Now Charlie wants to intercept the Bluetooth connection between Alice and Bob: first he listens to their connection and learns their Bluetooth addresses (which are public). Then Charlie jams the connection between Alice and Bob and connects as a Master to Alice using LSC and Bob’s Bluetooth address, and connects as a Master to Bob using LSC and Alice’s Bluetooth address. Since Charlie is Master both with respect to Alice and to Bob and since he can always downgrade the connection to LSC, he does not have to prove to neither Alice or Bob that he knows their common secret key. In this way Charlie is able to perform a MitM attack on the Bluetooth connection between Alice and Bob (obviously this description is very high level, I sketched just an idea of what is going on).
The bad point about this is that it is a weakness of the protocol, so all existing Bluetooth implementations are subject to it. The good point is that the fix should not be too difficult, except for the fact that many (too many) devices cannot be patched! Fortunately this attack seems not to apply to Bluetooth LE, but still I expect that most Bluetooth devices subject to this attack will never be patched.
But we should also consider the real impact of this attack: to perform it, the attacker Charlie should be physically near enough to the two devices (Alice and Bob) with a dedicate hardware (even if not so expensive), so this limits the possible implementations. Moreover this attack can have important consequences if Bluetooth is used to transfer very sensitive information or for critical applications (for example in the health sector). In other words, I would not worry when using Bluetooth to listen to music from my smartphone but I would worry if Bluetooth is used in some mission critical applications.
Whats’s happening in Cyber/IT Security?
Comparing current reported cyber/IT security threats, attacks and incidents to what happened a few years ago, it seems to me that something has surely changed (I must warn that these conclusions are not based on statistics but on reading everyday bulletins and news).
On one side, security surely has improved: vulnerabilities are reported and fixed, patches are applied (at least more often), security policies, standards and practices are making a difference. Still managing password and properly configuring systems and services exposed on Internet remain very difficult tasks too often performed without the required depth.

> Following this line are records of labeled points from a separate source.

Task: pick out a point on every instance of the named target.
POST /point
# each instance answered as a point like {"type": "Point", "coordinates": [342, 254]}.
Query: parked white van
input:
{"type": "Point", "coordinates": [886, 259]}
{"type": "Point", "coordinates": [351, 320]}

But security has improved, which also means that attackers have been moving to easier and more lucrative approaches which have to do mostly with the “human interface”. In other words: fraud.
The first example is ransomware, that is the attacker is able to access the victim system, copy vast amount of data, then encrypt it or remove it and finally ask a ransom not only to return the data but also to avoid making it public on Internet. Since everybody is getting better in making backups, here the important point is the “making it public on Internet” so that the ransom is asked more to prevent sensitive data to be published than to restore the systems.
The second example is Targeted Phishing attacks, Business Email Compromise and similar scams in which the attacker impersonate a well known or important person by writing emails, letters, making phone calls etc. to convince typically a clerk but in some cases also a manager, to send a large amount of money to the wrong bank account.
Neither of these two types of attacks is new, but now they are filling the news daily. Even if cyber/IT security can still improve tremendously, there have been and there are notable security improvements which makes it that attacks are aimed more often to the weakest link: the human user.